Opening the session, Vikesh Wallia, Managing Director & Editor, Board Stewardship, framed RPTs as one of the most defining governance challenges facing Boards today. “Related party transactions are no longer routine compliance matters. They are true tests of independence, transparency, disclosure, fiduciary responsibility and long-term stakeholder trust,” he said.
The keynote address by Burzin Dubash, COO & CFO- Ankur Capital, Former President- IIA India, set the tone for the evening. Drawing on his governance and assurance experience, Dubash highlighted the structural tension that often emerges post-listing. “An IPO changes shareholders, scrutiny and capital, but decision-making power often doesn’t,” he noted.
He emphasised that the real governance test begins after listing, when promoter-led operating styles meet public-market discipline. “Boards are judged not on compliance, but on judgment — when to challenge, when to pause, and how to convert promoter confidence into institutional credibility.”
The RPT Dilemma: Promoter Dynamics and Independent Oversight
The first panel discussion, “The RPT Dilemma: Navigating Promoter Influence & Board Oversight,” addressed the complexities surrounding RPT governance in promoter-driven enterprises.
Raajeev Batra, CA and Independent Director, Former Partner, KPMG India/Gulf, observed that RPTs themselves are not inherently problematic. “In many business groups, they are part of a legitimate operating model. The issue is not existence, but whether the transaction lies on the fault line between efficiency and fairness.”
Rashmi Joshi, Independent Director, Coach & Mentor, emphasised cultural integrity and board maturity. “Independent directors must go beyond data and understand the business context deeply. Trust in board processes and a culture of transparency are essential.”
Sanjiv Chaudhary, Head – Marketing, Alliances & HR, FinAlyzer, highlighted the importance of timing and process. “RPT deliberations should begin at the conceptual stage, not after execution. Independent directors are not there to block decisions, but to strengthen them through informed questioning.”
The discussion reinforced the need for structured evaluation, early-stage oversight, detailed documentation and a proactive audit committee to ensure fairness and defensibility.

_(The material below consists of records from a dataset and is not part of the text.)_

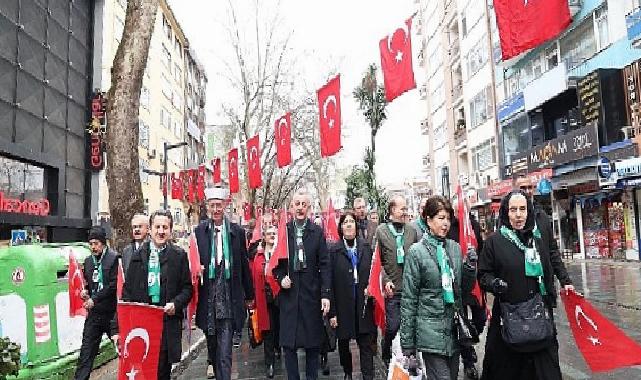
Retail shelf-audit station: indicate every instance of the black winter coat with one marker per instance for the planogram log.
(301, 318)
(175, 286)
(104, 300)
(344, 306)
(241, 288)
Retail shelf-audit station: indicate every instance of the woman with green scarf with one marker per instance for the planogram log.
(517, 265)
(435, 277)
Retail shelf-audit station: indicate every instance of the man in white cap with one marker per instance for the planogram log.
(226, 286)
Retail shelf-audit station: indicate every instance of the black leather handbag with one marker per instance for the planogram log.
(526, 323)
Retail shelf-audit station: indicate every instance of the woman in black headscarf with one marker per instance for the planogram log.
(518, 267)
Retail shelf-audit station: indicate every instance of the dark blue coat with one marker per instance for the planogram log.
(301, 318)
(241, 287)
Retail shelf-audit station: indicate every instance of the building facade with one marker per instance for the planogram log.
(171, 110)
(45, 92)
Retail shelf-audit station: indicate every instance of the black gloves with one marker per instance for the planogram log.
(499, 286)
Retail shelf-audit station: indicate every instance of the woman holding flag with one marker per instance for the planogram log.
(434, 278)
(351, 314)
(266, 301)
(518, 267)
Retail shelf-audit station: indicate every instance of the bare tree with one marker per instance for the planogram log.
(123, 180)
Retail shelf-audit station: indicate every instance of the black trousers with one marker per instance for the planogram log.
(219, 349)
(271, 338)
(392, 324)
(479, 317)
(366, 342)
(95, 325)
(312, 358)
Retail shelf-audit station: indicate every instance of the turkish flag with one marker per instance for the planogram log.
(329, 112)
(194, 268)
(603, 345)
(283, 134)
(215, 163)
(525, 24)
(232, 167)
(467, 238)
(76, 286)
(253, 163)
(331, 232)
(200, 182)
(140, 333)
(396, 61)
(375, 288)
(281, 252)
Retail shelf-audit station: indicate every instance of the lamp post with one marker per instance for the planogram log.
(166, 147)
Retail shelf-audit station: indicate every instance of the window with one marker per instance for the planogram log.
(477, 57)
(481, 108)
(484, 155)
(143, 134)
(144, 97)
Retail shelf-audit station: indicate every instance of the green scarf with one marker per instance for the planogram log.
(214, 251)
(533, 266)
(447, 274)
(400, 243)
(153, 273)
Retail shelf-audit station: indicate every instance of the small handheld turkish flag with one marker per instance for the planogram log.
(396, 61)
(76, 285)
(216, 174)
(329, 112)
(282, 132)
(232, 168)
(525, 24)
(253, 163)
(603, 345)
(141, 334)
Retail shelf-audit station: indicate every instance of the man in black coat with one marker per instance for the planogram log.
(305, 281)
(100, 273)
(226, 287)
(170, 287)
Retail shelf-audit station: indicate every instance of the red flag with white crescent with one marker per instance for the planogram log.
(282, 132)
(603, 345)
(76, 285)
(396, 61)
(253, 163)
(375, 288)
(329, 112)
(467, 238)
(281, 252)
(232, 168)
(140, 337)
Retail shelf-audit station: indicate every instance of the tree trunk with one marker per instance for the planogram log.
(123, 179)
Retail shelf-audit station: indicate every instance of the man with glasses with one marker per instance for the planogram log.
(305, 282)
(226, 287)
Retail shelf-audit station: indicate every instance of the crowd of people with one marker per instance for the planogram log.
(322, 291)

This was followed by the Address by Shailesh Haribhakti, Chairman of the Advisory Board, Board Stewardship, and Non-Executive Chairman and Independent Director on multiple Boards, who stated, “RPT is a most emotive and little understood subject. Today’s Webinar of Board Stewardship illuminated the true spirit: balance long term entrepreneurial value versus non promoter interest versus minority protection. Balance and defensibility along with conflict avoidance can be the path forward. As many cobwebs got removed through the Q&A, participants felt fulfilled!”
From Private to Public: The Governance Shift
The second panel, “From Private to Public: The Board’s New Reality After Listing,” explored how governance expectations intensify once companies access public markets.

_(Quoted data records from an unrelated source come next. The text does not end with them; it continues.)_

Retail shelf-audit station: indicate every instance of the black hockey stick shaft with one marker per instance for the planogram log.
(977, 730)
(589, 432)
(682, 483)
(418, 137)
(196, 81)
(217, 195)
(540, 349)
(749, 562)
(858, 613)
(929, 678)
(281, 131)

Bhaskar Subramanian, Managing Partner, bmpro Consulting Services, acknowledged the compliance burden that accompanies listing, but pointed to its strategic upside. “The reward is a powerful currency — listed shares — enabling acquisitions, growth and a legacy that extends beyond founders.”
Ajay Thakur, CEO & Managing Partner, TGI SME Capital Advisors LLP, stressed “RPT governance becomes far more defensible when the board anchors decisions on whether the transaction is genuinely beneficial for the entity—then applies substance over form rather than relying on structures and labels. Just as critical are process-enabled controls (systems that flag, track, and escalate RPTs early) and high-quality documentation that clearly records the rationale, alternatives considered, and how fairness was assessed.”

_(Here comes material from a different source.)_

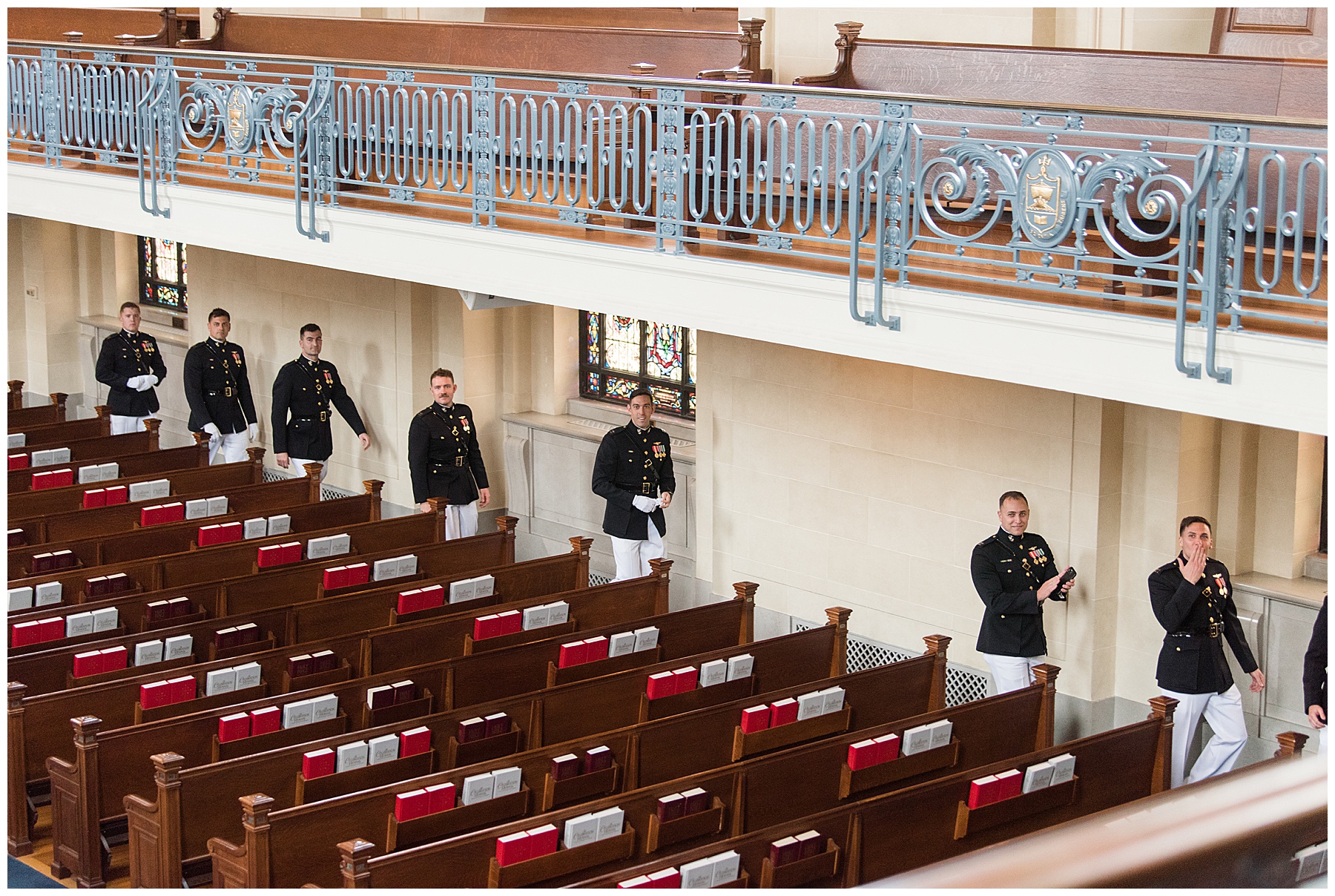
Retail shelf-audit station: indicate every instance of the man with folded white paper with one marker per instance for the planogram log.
(633, 475)
(130, 365)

Subrat Panda, Executive Director, Motilal Oswal Investment Banking, shared, “The legal framework begins with the Companies Act and expands into listing and disclosure regulations. As companies go public, governance structures, board composition, and committee frameworks become essential.”
Sandhya Sriram, Group CFO, Narayana Health, shared, “A big shout out to Shailesh Haribhakti Ji for the fantastic key note, Subrat Panda for his practical insights from an investment banker’s lens and Ajay Thakur for his incisive perspectives from a regulator’s point of view and the one and only, Bhaskar Subramanian for moderating the panel with clarity, sharpness and intent.”
The February edition showcased a central theme: governance today is less about procedural compliance and more about board judgment, courage and preparedness. Strong audience engagement reflected the growing awareness that Independent Directors play a central role in balancing promoter confidence with market accountability.
With BoardPAC as Knowledge Partner, the session reaffirmed Board Stewardship’s commitment to fostering informed dialogue and strengthening governance standards for future-ready Boards.